Tra le novità più attese del weekend in sala, “Dogman” ha come protagonista un ragazzo tormentato da un passato burrascoso: affetto da una grave menomazione fisica, Douglas è costretto a fare i conti con un’esistenza marginale calata in una profonda zona d’ombra della vita sociale. A causa dei continui traumi che lo hanno portato a perdere la fiducia negli esseri umani, trova conforto solo nella compagnia dei suoi amatissimi cani.

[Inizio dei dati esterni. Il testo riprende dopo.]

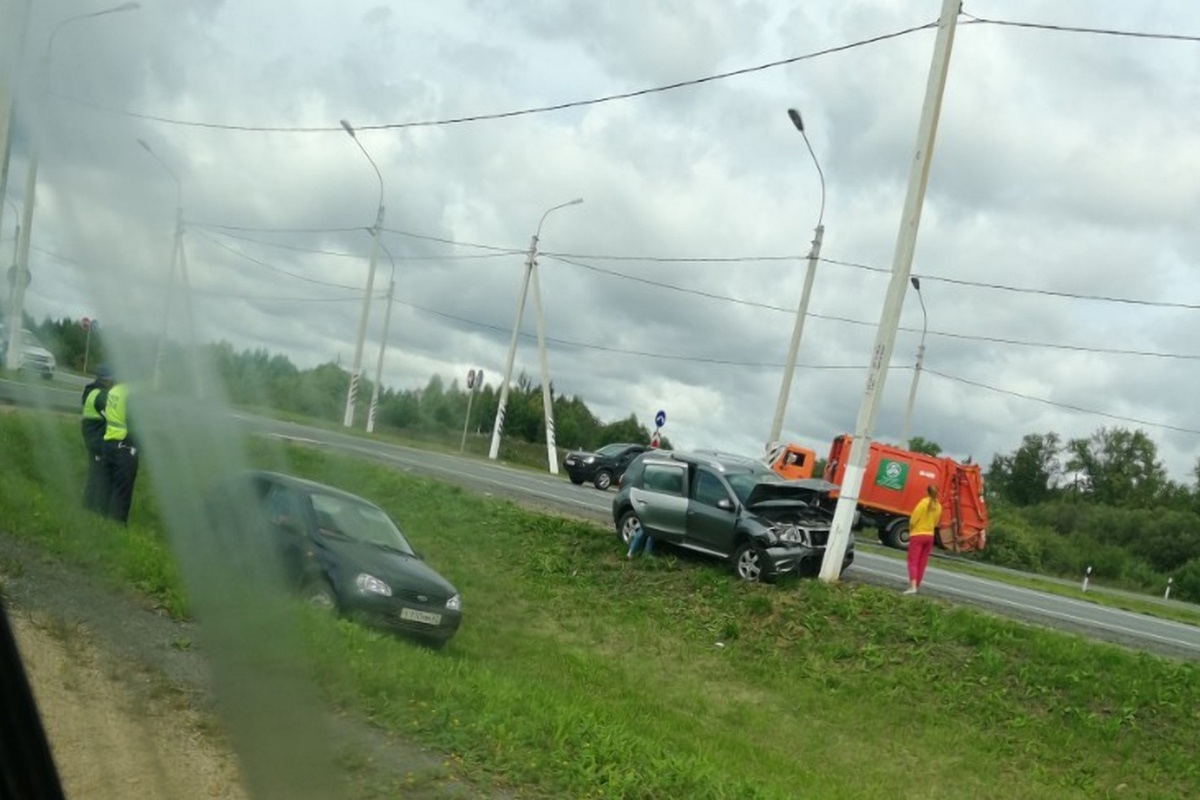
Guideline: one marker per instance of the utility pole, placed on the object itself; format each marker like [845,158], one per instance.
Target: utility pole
[785,386]
[921,364]
[547,401]
[502,407]
[357,370]
[12,46]
[889,318]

Il personaggio principale di questa pellicola è così un nuovo outsider del cinema di Besson, un nuovo anti-eroe emarginato perfettamente nelle corde della poetica del regista francese.Si possono trovare riferimenti al film “Joker” di Todd Phillips in questo lungometraggio che parla anche di maschere e scava negli angoli più inquietanti dell’animo umano, mantenendo persino delle atmosfere dark che mescolano l’immaginario del cinema degli anni Novanta con quelle di alcuni cinecomic contemporanei. Il personaggio di “Dogman” è inoltre figlio di una certa estetica che può ricordare il killer de “Il silenzio degli innocenti”, ma è tutto quel tipo di iconografia a risaltare in una pellicola che richiama a tratti anche lo stile dei videoclip. Nonostante sappia troppo di già visto, il film riesce a intrattenere grazie a un ritmo efficace e ad alcune intuizioni visive.

Caleb Landry Jones

Seppur sia vittima di diversi cali e di numerose sbavature, tra una serie di flashback poco riusciti e alcuni momenti di violenza efferata troppo compiaciuti, “Dogman” è comunque un passo avanti nella filmografia recente di Besson.Il regista francese ha inanellato negli ultimi anni una lunghissima serie di prodotti del tutto da dimenticare – da “Lucy” a “Anna”, passando per “Valerian e la città dei mille pianeti” – e talmente trascurabili da far pensare che il suo talento fosse ormai del tutto tramontando.“Dogman” ha buoni guizzi, soprattutto nella gestione della sinergia tra il montaggio visivo e quello sonoro: le apparizioni del protagonista sono ben gestite, così come è notevole la prova di Caleb Landry Jones.L’attore americano, già vincitore della Palma come miglior interprete al Festival di Cannes per “Nitram” nel 2021, si conferma uno dei più bravi della sua generazione, soprattutto quando è chiamato a interpretare dei personaggi particolarmente estremi e inquietanti.

Inu-Oh

Tra le sorprese della settimana va segnalato “Inu-Oh”, un intenso film d’animazione nipponico diretto da Masaaki Yuasa.Ambientato nel Giappone medioevale, questo lungometraggio mescola musica, teatro e arti tradizionali, attraverso una struttura narrativa che tocca varie epoche e vari personaggi.Se la sceneggiatura ha qualche momento di lieve confusione, il disegno d’insieme è comunque efficace e ben realizzato, tanto da meritare di essere visto sul grande schermo.Si potrebbe definire “Inu-Oh” un’anticonvenzionale opera-rock, capace di rispettare il passato (tema molto presente nella pellicola) pur con un occhio indirizzato al futuro.Di anime così non se ne vedono tutti i giorni e i tanti appassionati del genere non possono assolutamente farselo scappare.